Crucian Carp with Vinasse

by Old lady who loves to dance

4.6 (1)
Favorite
1

Difficulty

Normal

Time

20m

Serving

2

Husband’s friend came from Nanjing and sent a crucian carp weighing more than 3 catties, saying it was a crucian carp across the river in Changzhou.
The biggest crucian carp here is just over 1 catty. This crucian carp is really big----
Cut off the head and tail of the crucian carp and stew it in frozen tofu soup. The middle section of the fish is braised with vinasse. This is my husband's favorite snack. "

Crucian Carp with Vinasse

1. One crucian carp cleaned up.

2. Remove the head and tail of the fish and take the middle part of the fish

3. Dilute the prepared lees with some water for later use.

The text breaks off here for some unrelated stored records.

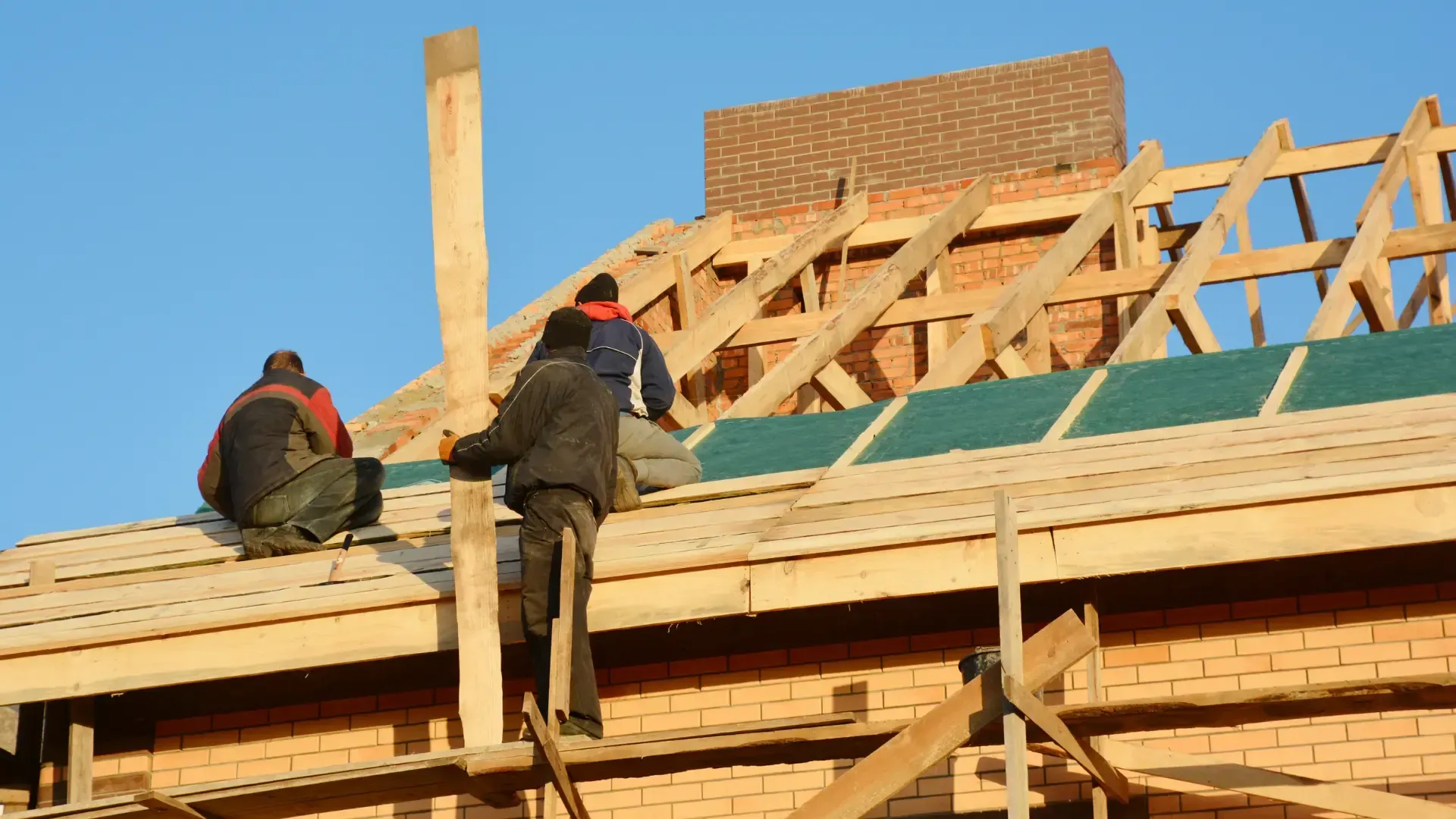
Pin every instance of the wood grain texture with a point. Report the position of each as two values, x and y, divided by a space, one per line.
462 276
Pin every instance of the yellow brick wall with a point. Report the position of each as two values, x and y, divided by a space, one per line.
1279 642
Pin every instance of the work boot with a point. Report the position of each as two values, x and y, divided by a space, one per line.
625 499
273 541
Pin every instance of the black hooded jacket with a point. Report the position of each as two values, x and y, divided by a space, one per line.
557 428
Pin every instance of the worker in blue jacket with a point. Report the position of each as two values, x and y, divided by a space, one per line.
632 366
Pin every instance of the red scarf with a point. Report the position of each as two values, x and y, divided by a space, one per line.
604 311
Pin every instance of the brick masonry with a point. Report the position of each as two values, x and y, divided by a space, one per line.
1313 639
925 131
1040 127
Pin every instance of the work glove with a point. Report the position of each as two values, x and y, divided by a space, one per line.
447 442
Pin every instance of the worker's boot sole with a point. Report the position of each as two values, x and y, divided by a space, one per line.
274 541
625 497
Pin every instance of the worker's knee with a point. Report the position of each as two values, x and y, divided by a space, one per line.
370 474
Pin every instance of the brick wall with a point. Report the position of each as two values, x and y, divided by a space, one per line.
890 362
1219 648
925 131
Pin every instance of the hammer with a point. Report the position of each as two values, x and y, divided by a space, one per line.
338 563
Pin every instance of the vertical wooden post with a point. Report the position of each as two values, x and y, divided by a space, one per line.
1094 624
1426 197
82 751
1251 286
688 318
808 400
755 353
462 271
1008 596
940 335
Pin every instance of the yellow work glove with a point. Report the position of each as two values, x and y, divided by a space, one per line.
447 447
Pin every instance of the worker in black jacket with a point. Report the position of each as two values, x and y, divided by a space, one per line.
558 433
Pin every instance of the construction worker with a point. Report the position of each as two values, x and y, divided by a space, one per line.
280 465
557 430
626 357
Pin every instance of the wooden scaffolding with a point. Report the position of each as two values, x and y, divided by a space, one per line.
1398 447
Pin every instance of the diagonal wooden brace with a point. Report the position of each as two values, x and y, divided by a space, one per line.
1111 780
546 741
946 727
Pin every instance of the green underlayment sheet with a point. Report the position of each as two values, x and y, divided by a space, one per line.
1185 390
781 444
977 416
1165 392
1381 366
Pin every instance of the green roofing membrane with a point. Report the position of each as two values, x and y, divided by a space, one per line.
1379 366
1164 392
1185 390
781 444
977 416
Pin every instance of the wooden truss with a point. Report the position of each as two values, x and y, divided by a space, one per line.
823 512
977 327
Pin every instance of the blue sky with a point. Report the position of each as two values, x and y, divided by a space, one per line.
188 187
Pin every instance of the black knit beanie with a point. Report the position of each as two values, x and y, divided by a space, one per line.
601 289
566 327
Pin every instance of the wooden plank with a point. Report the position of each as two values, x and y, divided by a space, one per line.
545 739
1107 284
462 271
42 575
993 330
940 335
1283 382
1426 200
1008 602
164 805
1037 352
80 751
746 299
1394 169
1307 224
1329 319
1095 694
654 279
1188 273
1075 409
1296 162
1103 773
839 388
686 292
1291 528
1187 316
944 729
878 292
808 398
1373 299
1251 286
912 570
870 433
558 708
1223 774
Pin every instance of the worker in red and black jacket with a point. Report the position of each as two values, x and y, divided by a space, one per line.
280 465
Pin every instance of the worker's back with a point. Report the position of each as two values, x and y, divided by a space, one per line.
280 426
564 422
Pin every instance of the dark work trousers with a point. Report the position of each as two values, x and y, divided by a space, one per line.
325 499
548 512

4. Make a few cuts on the surface of the fish section, sprinkle some starch,

5. Heat oil in the pot, add the fish fillets

6. Fried on both sides

7. Add lees, add ginger, green onions,

8. Add some dark soy sauce and cook on high heat for about 8 minutes.

9. Add some salt and pepper, cook for 1 minute. Sprinkle some chopped green onion.

Tips:

1. There is already wine in the lees, and it also has a sweet taste, so there is no need to put the cooking wine and sugar.